Journalists also wondered why Hansen was so concerned about covering his tracks. After all, his role at Luxaviation was well-publicized. Why did he refuse to declare him the owner? OCCRP and its partners in several European countries decided to investigate.
Hansen is or was a director or owner of at least 117 companies in Luxembourg, the British Virgin Islands, Belize, the Bahamas, and elsewhere in the world.
Valery Kolikov is a wealthy Russian businessman who owns one of Russia’s biggest subsea pipeline companies and has done business with Hansen in different ways. In 2016, after receiving a state award, he posed with Russian President Vladimir Putin.
His leadership ties him to two wealthy Russian businessmen in the gas business, including one who played
A key role in the construction of the strategically important Nord Stream 2 gas pipeline. One of these businessmen and his son also gave Luxaviation a loan of almost 100 million euros, which helped the company quickly grow from a small European company into a global private jet company.
Much of that money went into Luxaviation’s accounts through companies based in the British Virgin Islands and Cyprus, jurisdictions where ownership information is hidden under the same veil of corporate secrecy Hansen fought for in the European Union.

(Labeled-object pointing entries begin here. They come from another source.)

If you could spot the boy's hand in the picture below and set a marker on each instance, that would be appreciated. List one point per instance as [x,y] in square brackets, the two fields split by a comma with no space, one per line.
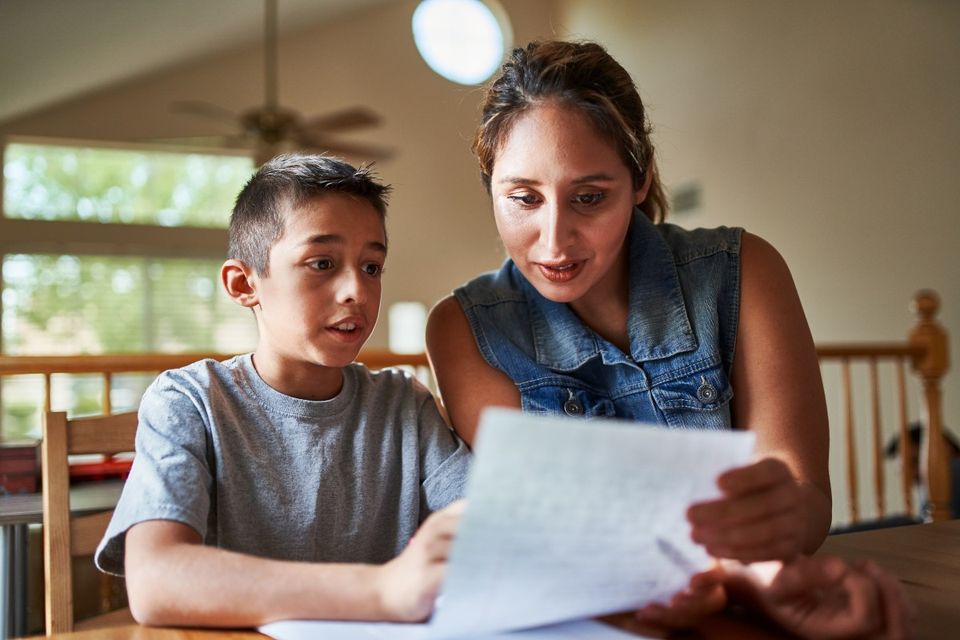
[704,596]
[409,583]
[758,518]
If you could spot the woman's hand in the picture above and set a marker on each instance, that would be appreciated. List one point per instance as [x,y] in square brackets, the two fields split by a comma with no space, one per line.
[409,583]
[704,596]
[760,516]
[825,597]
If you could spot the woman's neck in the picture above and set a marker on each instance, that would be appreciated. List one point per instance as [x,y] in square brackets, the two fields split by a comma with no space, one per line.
[606,306]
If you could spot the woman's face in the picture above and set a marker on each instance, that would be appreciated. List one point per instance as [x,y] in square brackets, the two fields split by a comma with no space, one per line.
[562,199]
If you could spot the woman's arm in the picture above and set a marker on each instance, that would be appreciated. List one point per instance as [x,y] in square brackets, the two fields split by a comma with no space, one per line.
[467,383]
[781,505]
[174,579]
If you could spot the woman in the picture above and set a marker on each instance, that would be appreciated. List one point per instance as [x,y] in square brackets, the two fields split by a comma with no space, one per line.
[605,310]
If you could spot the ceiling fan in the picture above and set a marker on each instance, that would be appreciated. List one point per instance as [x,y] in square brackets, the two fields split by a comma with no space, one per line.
[271,129]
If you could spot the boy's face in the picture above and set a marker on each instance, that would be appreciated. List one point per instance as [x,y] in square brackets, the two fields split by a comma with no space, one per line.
[320,301]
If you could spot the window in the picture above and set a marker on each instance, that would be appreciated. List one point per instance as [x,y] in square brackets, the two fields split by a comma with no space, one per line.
[462,40]
[111,250]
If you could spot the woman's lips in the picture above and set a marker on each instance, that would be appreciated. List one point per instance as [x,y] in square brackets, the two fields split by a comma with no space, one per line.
[560,271]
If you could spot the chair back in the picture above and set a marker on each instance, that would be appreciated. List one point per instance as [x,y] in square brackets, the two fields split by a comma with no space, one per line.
[65,536]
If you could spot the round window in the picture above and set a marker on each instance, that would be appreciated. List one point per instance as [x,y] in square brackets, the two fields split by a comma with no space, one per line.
[462,40]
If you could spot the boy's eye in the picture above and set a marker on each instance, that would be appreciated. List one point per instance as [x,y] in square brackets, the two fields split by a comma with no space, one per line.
[589,198]
[322,264]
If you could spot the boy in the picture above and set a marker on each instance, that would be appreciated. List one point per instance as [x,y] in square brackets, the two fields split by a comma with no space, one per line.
[288,483]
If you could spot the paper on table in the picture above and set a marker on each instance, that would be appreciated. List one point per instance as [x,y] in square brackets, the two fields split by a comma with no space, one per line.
[322,629]
[565,519]
[568,519]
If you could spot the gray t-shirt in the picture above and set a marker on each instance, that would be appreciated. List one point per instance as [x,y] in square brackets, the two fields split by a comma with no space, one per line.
[259,472]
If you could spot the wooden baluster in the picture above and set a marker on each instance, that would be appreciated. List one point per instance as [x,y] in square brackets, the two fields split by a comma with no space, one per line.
[878,483]
[907,470]
[47,393]
[931,366]
[107,385]
[847,401]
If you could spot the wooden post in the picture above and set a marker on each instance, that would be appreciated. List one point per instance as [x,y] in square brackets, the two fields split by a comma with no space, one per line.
[931,366]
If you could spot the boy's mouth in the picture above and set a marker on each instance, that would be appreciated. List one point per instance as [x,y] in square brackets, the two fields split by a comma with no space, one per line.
[347,330]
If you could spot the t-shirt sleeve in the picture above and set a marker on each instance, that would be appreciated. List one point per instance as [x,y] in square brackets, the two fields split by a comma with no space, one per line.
[170,478]
[444,460]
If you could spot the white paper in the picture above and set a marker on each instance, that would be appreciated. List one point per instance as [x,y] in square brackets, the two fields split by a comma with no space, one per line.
[571,518]
[566,519]
[322,629]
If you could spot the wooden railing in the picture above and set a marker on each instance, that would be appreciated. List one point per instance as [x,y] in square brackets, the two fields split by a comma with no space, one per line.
[926,354]
[109,365]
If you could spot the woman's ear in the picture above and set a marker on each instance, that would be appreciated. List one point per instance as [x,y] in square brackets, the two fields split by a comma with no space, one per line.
[641,193]
[240,282]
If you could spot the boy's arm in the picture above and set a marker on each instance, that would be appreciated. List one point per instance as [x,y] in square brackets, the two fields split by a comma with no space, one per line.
[173,579]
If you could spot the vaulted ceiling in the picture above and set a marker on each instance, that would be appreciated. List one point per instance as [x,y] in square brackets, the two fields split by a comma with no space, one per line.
[54,50]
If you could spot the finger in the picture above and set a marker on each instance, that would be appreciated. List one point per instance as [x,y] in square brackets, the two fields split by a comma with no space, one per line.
[807,575]
[899,613]
[727,511]
[777,538]
[754,477]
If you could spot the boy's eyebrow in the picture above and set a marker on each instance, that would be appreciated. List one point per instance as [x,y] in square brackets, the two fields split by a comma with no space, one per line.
[333,238]
[594,177]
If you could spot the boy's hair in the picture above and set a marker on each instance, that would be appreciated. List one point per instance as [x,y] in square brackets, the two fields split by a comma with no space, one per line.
[287,182]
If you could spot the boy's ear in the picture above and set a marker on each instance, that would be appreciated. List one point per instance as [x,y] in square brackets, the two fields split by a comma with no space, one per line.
[240,282]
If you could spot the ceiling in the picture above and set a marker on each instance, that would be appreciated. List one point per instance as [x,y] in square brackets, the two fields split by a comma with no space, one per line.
[53,50]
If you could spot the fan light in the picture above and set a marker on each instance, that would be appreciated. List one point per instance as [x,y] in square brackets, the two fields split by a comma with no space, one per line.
[462,40]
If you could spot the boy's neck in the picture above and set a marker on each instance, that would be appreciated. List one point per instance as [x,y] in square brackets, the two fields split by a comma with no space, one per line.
[298,379]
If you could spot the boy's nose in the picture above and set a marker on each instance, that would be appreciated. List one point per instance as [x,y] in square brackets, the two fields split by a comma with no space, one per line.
[351,289]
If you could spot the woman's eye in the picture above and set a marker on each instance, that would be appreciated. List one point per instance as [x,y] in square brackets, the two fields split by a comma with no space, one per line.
[322,264]
[589,198]
[525,199]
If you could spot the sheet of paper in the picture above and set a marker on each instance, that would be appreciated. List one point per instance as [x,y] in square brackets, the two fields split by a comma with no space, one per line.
[320,630]
[566,519]
[571,519]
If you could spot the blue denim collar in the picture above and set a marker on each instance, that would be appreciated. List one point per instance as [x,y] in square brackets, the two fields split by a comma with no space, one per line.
[658,324]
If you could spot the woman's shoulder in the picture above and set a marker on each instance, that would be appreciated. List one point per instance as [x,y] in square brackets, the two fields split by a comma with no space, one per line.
[692,244]
[493,287]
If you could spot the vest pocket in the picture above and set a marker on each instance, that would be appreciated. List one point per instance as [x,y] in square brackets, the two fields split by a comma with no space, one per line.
[699,400]
[569,400]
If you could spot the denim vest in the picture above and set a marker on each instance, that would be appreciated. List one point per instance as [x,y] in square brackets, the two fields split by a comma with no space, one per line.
[684,303]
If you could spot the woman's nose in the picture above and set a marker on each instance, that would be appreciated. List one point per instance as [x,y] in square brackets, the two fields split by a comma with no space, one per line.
[556,230]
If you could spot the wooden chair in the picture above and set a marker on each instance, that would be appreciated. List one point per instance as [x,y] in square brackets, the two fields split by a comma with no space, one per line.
[66,537]
[925,352]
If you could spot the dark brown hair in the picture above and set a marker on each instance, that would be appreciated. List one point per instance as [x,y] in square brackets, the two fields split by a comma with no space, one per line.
[581,75]
[288,181]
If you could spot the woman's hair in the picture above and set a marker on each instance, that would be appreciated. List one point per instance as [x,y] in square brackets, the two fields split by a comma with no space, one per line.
[581,75]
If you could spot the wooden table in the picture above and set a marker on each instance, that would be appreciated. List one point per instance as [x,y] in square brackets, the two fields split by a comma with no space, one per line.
[926,557]
[19,511]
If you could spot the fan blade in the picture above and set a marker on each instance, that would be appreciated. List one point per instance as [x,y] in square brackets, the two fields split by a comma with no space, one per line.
[350,118]
[349,149]
[205,110]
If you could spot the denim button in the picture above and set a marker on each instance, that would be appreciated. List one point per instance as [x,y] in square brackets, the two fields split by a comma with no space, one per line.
[572,407]
[706,392]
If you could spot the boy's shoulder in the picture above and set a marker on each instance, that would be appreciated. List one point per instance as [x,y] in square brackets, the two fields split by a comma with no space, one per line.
[203,372]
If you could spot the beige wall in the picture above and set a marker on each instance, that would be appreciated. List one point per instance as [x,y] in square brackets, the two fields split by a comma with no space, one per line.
[829,128]
[441,231]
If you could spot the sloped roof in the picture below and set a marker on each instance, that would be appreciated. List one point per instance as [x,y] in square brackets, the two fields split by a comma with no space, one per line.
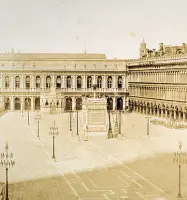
[49,56]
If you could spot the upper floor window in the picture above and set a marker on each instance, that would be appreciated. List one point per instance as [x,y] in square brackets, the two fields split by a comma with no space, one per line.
[27,82]
[109,82]
[79,82]
[7,82]
[38,82]
[68,82]
[119,82]
[99,82]
[89,82]
[58,82]
[17,82]
[48,82]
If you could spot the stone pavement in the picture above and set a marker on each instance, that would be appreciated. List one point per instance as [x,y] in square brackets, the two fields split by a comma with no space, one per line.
[95,169]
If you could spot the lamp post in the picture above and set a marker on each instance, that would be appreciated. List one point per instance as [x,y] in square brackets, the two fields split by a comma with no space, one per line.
[110,135]
[53,132]
[78,126]
[28,103]
[120,122]
[180,157]
[38,117]
[7,161]
[148,120]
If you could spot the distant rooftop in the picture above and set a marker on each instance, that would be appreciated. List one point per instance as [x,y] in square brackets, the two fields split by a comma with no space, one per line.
[49,56]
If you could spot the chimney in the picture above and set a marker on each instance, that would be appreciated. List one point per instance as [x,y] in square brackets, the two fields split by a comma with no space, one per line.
[154,52]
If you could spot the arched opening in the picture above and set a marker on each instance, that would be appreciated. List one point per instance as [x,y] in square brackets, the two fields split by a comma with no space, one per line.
[120,104]
[172,112]
[38,82]
[109,103]
[37,103]
[17,82]
[46,103]
[58,82]
[48,82]
[68,104]
[7,82]
[7,103]
[109,82]
[180,113]
[168,111]
[27,103]
[159,110]
[138,106]
[79,82]
[78,104]
[148,108]
[27,82]
[99,82]
[119,82]
[141,107]
[152,109]
[155,107]
[163,110]
[68,82]
[177,112]
[89,82]
[17,103]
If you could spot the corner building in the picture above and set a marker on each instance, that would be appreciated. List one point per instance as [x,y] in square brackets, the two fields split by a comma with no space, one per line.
[28,79]
[158,82]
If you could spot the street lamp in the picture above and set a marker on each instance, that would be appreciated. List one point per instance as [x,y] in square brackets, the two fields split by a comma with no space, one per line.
[54,132]
[28,104]
[110,135]
[148,120]
[38,117]
[7,161]
[180,157]
[78,126]
[120,121]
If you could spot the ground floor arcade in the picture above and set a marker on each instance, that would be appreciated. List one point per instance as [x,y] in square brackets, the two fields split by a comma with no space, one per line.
[170,110]
[65,103]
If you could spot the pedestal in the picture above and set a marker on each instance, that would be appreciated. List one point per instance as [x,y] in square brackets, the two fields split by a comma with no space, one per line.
[94,117]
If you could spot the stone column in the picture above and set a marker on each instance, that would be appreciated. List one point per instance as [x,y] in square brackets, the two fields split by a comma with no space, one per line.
[104,82]
[174,114]
[11,103]
[73,103]
[62,81]
[32,103]
[22,103]
[184,113]
[114,103]
[114,82]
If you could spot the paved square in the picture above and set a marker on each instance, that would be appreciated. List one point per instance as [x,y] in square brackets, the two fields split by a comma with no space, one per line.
[137,167]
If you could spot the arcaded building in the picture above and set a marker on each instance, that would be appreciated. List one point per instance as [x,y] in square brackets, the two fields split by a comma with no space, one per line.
[31,80]
[158,82]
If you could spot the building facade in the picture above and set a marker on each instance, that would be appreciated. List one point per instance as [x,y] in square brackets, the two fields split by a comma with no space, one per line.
[27,81]
[158,82]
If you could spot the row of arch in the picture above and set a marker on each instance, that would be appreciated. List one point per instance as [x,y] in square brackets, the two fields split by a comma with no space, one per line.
[158,76]
[27,104]
[110,103]
[157,109]
[69,82]
[172,93]
[17,103]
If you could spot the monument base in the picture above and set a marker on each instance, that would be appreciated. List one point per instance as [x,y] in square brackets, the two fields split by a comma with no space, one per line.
[95,133]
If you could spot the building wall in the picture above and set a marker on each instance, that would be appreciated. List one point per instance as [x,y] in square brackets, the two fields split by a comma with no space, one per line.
[159,87]
[62,69]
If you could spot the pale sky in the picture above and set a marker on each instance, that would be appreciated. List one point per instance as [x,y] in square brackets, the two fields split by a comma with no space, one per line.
[113,27]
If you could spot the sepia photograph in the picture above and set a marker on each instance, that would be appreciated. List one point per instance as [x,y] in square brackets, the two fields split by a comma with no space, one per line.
[93,100]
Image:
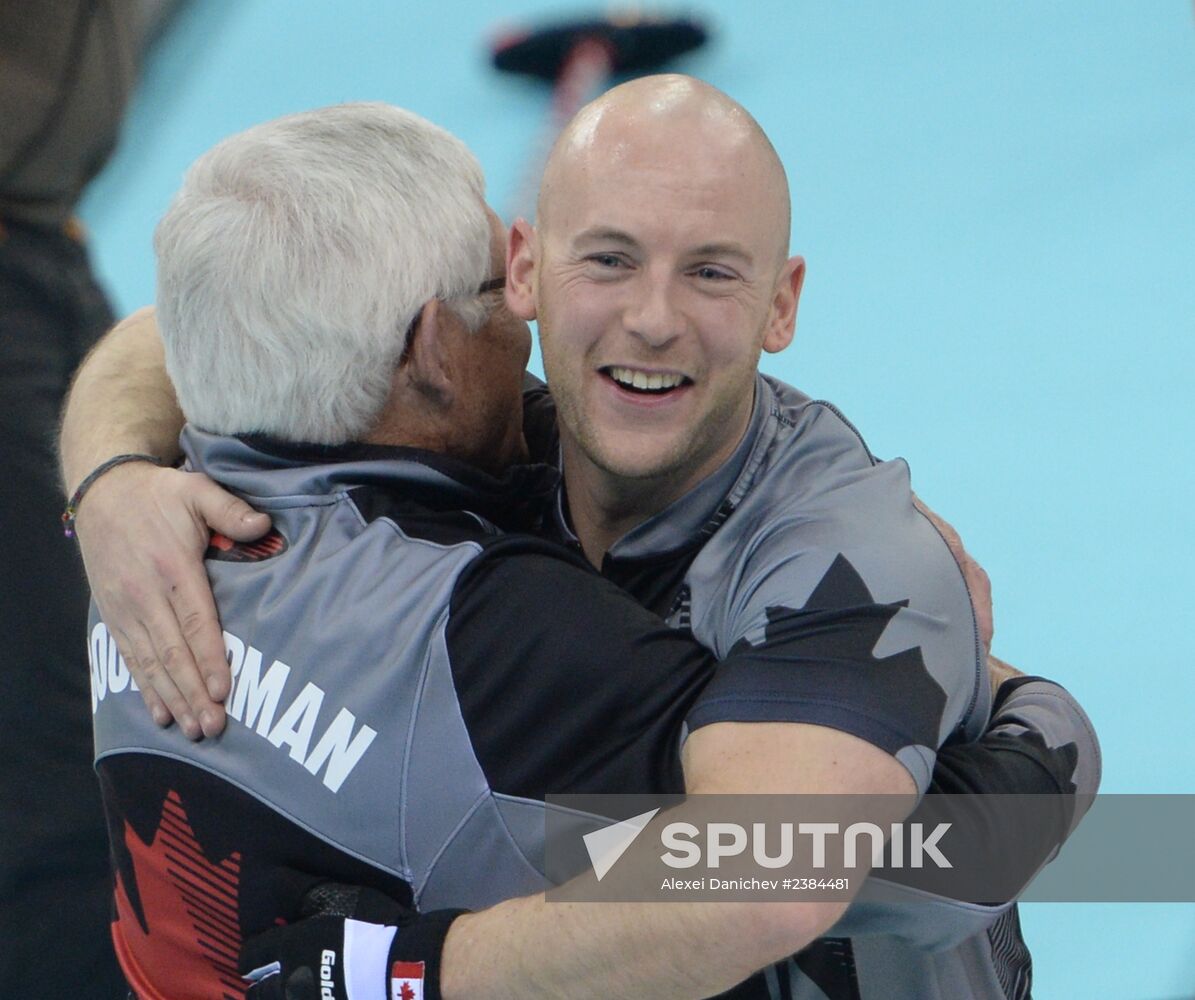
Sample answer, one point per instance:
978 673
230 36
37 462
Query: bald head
667 122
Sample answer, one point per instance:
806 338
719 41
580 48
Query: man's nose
653 314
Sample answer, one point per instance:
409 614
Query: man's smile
642 381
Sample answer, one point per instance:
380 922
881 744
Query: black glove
349 933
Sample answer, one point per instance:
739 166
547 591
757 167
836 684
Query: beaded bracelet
72 509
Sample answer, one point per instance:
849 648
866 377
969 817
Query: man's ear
427 359
782 323
522 252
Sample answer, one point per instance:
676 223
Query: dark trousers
55 887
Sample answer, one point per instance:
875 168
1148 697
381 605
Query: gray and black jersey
829 599
409 682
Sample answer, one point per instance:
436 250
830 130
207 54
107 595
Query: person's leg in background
55 885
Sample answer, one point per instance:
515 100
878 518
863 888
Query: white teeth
645 380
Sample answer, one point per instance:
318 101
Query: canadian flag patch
406 981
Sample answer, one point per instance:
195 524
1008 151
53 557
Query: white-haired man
784 749
330 320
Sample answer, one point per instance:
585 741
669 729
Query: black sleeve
1015 795
565 683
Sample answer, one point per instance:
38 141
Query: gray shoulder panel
820 519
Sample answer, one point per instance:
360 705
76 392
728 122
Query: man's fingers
195 611
158 689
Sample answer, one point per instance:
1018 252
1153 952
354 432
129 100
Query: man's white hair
295 257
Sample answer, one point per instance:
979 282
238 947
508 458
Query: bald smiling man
728 502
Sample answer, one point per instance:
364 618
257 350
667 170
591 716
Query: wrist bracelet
72 508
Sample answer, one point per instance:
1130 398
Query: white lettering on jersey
253 701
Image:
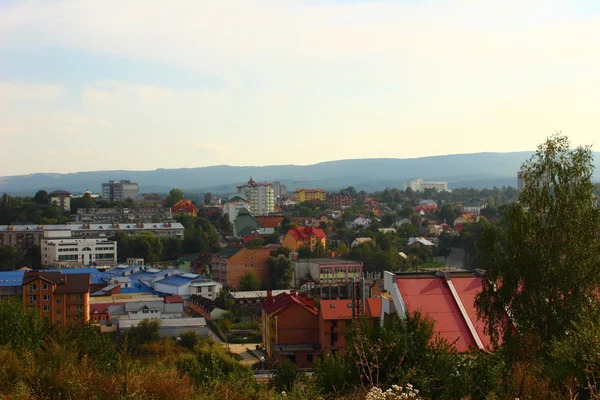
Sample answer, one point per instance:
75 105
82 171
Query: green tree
175 196
249 282
542 269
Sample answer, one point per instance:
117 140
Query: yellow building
309 195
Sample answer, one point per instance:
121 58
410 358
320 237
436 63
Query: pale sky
144 84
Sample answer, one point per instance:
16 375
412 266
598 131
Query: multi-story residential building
26 236
339 200
304 236
232 207
290 328
120 191
185 207
260 195
62 298
229 265
327 271
303 195
140 214
419 185
61 198
59 249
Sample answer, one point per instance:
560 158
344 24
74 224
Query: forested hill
478 170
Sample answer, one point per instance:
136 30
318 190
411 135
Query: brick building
290 328
231 263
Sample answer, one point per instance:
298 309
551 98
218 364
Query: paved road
456 258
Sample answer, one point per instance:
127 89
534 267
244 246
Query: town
283 281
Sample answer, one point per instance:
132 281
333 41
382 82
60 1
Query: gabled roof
305 232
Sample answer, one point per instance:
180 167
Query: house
359 241
244 224
304 236
338 200
361 222
303 195
185 207
447 298
335 318
232 207
61 199
418 242
290 328
62 298
231 263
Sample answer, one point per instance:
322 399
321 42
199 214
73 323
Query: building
244 224
185 207
260 195
120 191
520 181
327 271
306 236
59 249
303 195
24 237
62 298
229 265
121 215
62 199
290 328
338 200
419 185
447 298
335 318
233 206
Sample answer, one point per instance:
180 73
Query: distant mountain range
478 170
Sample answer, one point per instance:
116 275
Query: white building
233 206
120 191
61 199
260 195
419 185
58 248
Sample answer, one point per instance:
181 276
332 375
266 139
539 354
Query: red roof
342 309
432 297
269 222
305 232
173 299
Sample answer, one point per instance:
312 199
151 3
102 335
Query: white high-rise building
419 185
120 191
260 195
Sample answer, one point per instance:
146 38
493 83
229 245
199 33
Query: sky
144 84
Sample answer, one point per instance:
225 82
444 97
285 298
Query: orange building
304 236
335 318
185 207
231 263
290 328
63 298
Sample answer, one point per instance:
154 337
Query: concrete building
61 198
60 250
260 195
419 185
232 207
120 191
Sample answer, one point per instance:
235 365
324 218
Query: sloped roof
305 232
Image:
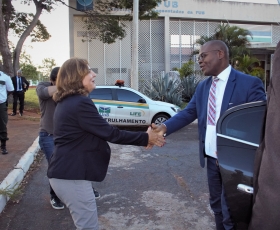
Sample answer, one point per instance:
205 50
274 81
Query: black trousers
19 95
3 121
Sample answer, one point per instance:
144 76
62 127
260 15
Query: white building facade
169 40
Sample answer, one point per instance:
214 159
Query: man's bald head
213 57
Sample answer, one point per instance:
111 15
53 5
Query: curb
16 176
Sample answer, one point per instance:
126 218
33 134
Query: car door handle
245 188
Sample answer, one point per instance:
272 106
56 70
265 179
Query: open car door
239 131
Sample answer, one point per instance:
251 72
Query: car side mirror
142 100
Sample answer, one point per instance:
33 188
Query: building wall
168 41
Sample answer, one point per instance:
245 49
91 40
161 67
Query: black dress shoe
4 151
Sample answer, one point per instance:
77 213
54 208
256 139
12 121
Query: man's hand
160 130
154 139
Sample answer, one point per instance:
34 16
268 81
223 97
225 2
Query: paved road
158 189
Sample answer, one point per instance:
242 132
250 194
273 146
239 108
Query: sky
255 1
57 23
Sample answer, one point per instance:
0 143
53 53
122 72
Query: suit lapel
228 91
205 98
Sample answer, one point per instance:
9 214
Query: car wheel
160 118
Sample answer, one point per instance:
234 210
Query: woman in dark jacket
81 154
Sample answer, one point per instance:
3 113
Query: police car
123 106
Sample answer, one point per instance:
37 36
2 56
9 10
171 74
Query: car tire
160 118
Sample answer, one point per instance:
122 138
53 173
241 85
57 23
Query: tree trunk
26 33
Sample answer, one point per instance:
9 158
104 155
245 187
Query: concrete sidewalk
22 147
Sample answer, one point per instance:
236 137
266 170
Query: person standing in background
6 87
45 91
20 87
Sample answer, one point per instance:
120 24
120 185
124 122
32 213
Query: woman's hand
155 138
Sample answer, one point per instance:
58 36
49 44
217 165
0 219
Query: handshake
156 135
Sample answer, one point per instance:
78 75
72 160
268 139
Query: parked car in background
239 131
123 106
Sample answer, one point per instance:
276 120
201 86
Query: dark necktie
19 83
212 103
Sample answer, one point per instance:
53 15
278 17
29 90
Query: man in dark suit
225 88
20 85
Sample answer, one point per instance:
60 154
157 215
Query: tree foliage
29 71
22 25
165 89
47 65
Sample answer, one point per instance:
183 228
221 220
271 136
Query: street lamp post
134 64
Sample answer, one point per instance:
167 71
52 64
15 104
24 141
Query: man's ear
221 54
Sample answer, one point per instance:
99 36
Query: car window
102 94
245 124
126 95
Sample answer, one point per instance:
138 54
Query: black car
239 131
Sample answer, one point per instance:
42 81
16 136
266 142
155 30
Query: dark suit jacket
240 88
80 134
23 81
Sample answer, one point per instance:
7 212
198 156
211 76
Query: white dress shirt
211 135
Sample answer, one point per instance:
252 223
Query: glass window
245 124
125 95
102 94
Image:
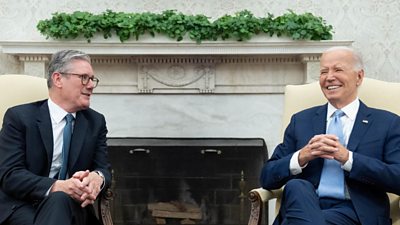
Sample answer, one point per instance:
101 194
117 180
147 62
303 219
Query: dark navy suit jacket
26 150
375 143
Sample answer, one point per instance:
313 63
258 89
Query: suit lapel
78 138
319 120
319 126
46 130
361 125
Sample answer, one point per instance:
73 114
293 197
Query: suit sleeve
15 179
376 161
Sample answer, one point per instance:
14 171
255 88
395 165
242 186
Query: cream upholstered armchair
18 89
374 93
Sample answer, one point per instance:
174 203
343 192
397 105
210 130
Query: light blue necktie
66 144
332 177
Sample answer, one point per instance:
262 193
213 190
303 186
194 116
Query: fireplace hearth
184 180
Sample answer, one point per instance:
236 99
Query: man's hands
323 146
83 186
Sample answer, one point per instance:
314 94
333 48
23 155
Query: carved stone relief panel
169 75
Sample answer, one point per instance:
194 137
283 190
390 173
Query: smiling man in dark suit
338 160
51 168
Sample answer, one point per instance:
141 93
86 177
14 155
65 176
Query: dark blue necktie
66 144
332 177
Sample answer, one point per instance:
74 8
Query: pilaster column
311 67
34 65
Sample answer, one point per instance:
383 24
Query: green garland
241 26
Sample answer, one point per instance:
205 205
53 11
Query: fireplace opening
184 180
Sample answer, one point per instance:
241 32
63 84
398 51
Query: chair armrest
257 198
104 207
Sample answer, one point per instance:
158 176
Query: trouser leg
300 204
22 216
60 209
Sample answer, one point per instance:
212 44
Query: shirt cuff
349 163
102 176
294 165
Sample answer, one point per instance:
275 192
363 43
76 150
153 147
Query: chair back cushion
17 89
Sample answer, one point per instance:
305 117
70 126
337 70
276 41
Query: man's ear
360 77
56 79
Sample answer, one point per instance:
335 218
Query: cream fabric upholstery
17 89
372 92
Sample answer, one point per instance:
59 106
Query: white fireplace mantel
164 66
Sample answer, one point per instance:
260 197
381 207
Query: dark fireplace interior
184 180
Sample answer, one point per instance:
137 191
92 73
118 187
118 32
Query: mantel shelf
154 47
157 65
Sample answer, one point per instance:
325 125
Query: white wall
371 24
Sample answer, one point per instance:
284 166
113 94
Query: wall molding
151 67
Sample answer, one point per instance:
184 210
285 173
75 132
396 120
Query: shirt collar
350 110
56 112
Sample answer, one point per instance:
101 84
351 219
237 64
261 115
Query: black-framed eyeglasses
85 78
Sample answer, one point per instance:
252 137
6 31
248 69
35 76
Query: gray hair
61 60
358 62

In another case, companies run by Hansen and owned by the former head of a subsidiary of Gazprom, a Russian state energy concern, helped transfer millions between the British Virgin Islands, Luxembourg, and the United Kingdom through opaque loan agreements for reasons that remain unclear. Other companies Hansen runs are linked to the family of a former Russian governor and an Iraqi businessman involved in a major corruption scandal.
The large number of companies in which Hansen is involved, especially those in offshore jurisdictions, suggests that he may be acting as a proxy, covering up companies on behalf of someone else rather than doing real business, and helping to hide the flow of funds. Graham Barrow is a money laundering expert.
“When someone’s name appears as a director of multiple companies, and even more so when that number is approaching a hundred, it’s just impossible to act as an executive for all of them,” he said after reviewing the OCCRP findings. “In my experience, this number of directors is closely tied to the fact that some are “proxies,” while others are actually acting behind the scenes.”
Conrad Duffy, an expert on financial crime at the German nonprofit Finanzwende, offered a similar assessment. “It’s hardly possible to run a hundred companies at once,” he said, calling Hansen’s large number of directors “suspicious.”
Hansen and his business partners seem to have taken advantage of places like the British Virgin Islands that promise to keep business information secret. Before Luxembourg set up its beneficial owner registry in 2019 to follow new EU rules, it was a safe haven in its own right.